Closed pSpitzner closed 4 years ago
If you are only talking about caching the download, we could check for the 'last-modified' header and only pull a new version if it is newer than a local one.
If you are taking about caching the get_* methods lru cache should work but I do not think this will get us much performance.
I like @semohr 's idea, makes sense for the class to store the modified date.

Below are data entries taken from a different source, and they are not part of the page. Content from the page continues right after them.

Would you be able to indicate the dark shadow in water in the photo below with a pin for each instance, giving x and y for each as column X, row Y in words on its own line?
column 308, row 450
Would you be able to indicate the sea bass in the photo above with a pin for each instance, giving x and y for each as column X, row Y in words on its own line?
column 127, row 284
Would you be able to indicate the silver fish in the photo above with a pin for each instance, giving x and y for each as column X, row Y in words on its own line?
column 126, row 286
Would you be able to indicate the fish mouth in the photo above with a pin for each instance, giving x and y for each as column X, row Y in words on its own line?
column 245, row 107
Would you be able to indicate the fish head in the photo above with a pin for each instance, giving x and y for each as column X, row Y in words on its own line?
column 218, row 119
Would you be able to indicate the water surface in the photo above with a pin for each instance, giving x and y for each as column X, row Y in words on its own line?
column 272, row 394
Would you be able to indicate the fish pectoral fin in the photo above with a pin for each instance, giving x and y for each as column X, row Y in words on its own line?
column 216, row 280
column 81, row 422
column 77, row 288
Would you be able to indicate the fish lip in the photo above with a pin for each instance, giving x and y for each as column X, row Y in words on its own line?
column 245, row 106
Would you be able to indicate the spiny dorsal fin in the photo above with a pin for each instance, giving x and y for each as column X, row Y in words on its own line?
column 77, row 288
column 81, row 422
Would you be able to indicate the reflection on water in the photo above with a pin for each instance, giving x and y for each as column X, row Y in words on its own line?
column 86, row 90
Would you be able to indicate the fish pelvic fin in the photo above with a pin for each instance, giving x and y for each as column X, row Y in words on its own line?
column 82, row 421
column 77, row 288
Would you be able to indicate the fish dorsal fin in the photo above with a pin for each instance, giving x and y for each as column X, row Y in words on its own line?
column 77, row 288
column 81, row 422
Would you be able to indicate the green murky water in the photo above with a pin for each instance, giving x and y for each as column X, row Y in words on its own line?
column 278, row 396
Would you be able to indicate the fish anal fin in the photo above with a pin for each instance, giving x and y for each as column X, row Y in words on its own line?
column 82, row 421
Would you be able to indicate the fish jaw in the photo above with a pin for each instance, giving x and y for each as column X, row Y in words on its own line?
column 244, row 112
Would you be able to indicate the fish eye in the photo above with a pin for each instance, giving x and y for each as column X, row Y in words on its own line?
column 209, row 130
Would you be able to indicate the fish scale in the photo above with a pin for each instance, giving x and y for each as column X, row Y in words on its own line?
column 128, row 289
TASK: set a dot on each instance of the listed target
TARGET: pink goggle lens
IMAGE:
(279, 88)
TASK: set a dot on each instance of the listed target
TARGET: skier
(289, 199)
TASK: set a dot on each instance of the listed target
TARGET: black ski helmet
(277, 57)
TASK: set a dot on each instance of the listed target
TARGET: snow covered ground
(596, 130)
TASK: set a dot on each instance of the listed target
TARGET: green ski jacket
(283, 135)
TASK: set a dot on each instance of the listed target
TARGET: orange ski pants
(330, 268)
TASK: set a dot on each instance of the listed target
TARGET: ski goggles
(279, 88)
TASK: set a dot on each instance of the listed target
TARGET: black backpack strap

This would need to be defined per source: from our current ones, only Google returns a last-modified in the headers. JHU we could scrape commit date I guess, and from RKI we could use Datenstand.
urllib.request.urlopen('https://www.gstatic.com/covid19/mobility/Global_Mobility_Report.csv').headers.items()
Out[30]:
[('Vary', 'Accept-Encoding'),
('Accept-Ranges', 'bytes'),
('Content-Type', 'text/csv'),
('Content-Length', '14090517'),
('Date', 'Tue, 21 Apr 2020 10:29:49 GMT'),
('Expires', 'Wed, 21 Apr 2021 10:29:49 GMT'),
('Cache-Control', 'public, max-age=31536000'),
('Last-Modified', 'Fri, 17 Apr 2020 00:18:22 GMT'),
('X-Content-Type-Options', 'nosniff'),
('X-Robots-Tag', 'noindex'),
('Server', 'sffe'),
('X-XSS-Protection', '0'),
('Alt-Svc',
'quic=":443"; ma=2592000; v="46,43",h3-Q050=":443"; ma=2592000,h3-Q049=":443"; ma=2592000,h3-Q048=":443"; ma=2592000,h3-Q046=":443"; ma=2592000,h3-Q043=":443"; ma=2592000,h3-T050=":443"; ma=2592000)
JHU
urllib.request.urlopen('https://raw.githubusercontent.com/CSSEGISandData/COVID-19/master/csse_covid_19_data/csse_covid_19_time_series/time_series_covid19_recovered_global.csv').headers.items()
Out[33]:
[('Connection', 'close'),
('Content-Length', '63631'),
('Content-Type', 'text/plain; charset=utf-8'),
('Cache-Control', 'max-age=300'),
('Content-Security-Policy',
"default-src 'none'; style-src 'unsafe-inline'; sandbox"),
('ETag',
'W/"eb2b872fe3dffa18fe5668d2145a8335faf912a1aa6d871153f1d52adda44a9f"'),
('Strict-Transport-Security', 'max-age=31536000'),
('X-Content-Type-Options', 'nosniff'),
('X-Frame-Options', 'deny'),
('X-XSS-Protection', '1; mode=block'),
('Via', '1.1 varnish (Varnish/6.0)'),
('X-GitHub-Request-Id', 'F8E4:63E6:311F2E:3DD53F:5E9ECCAA'),
('Accept-Ranges', 'bytes'),
('Date', 'Tue, 21 Apr 2020 10:42:40 GMT'),
('Via', '1.1 varnish'),
('X-Served-By', 'cache-hhn4058-HHN'),
('X-Cache', 'HIT, HIT'),
('X-Cache-Hits', '2, 1'),
('X-Timer', 'S1587465761.669682,VS0,VE1'),
('Vary', 'Authorization,Accept-Encoding'),
('Access-Control-Allow-Origin', '*'),
('X-Fastly-Request-ID', 'd96337c661ab3460bff4aa857b3507dc81c3132d'),
('Expires', 'Tue, 21 Apr 2020 10:47:40 GMT'),
('Source-Age', '81')]
We should think about where to store it, perhaps in a folder data/ which is added to the .gitignore file. In general I find it a good idea
Working on it :+1:
JHU still missing, right? looks great though!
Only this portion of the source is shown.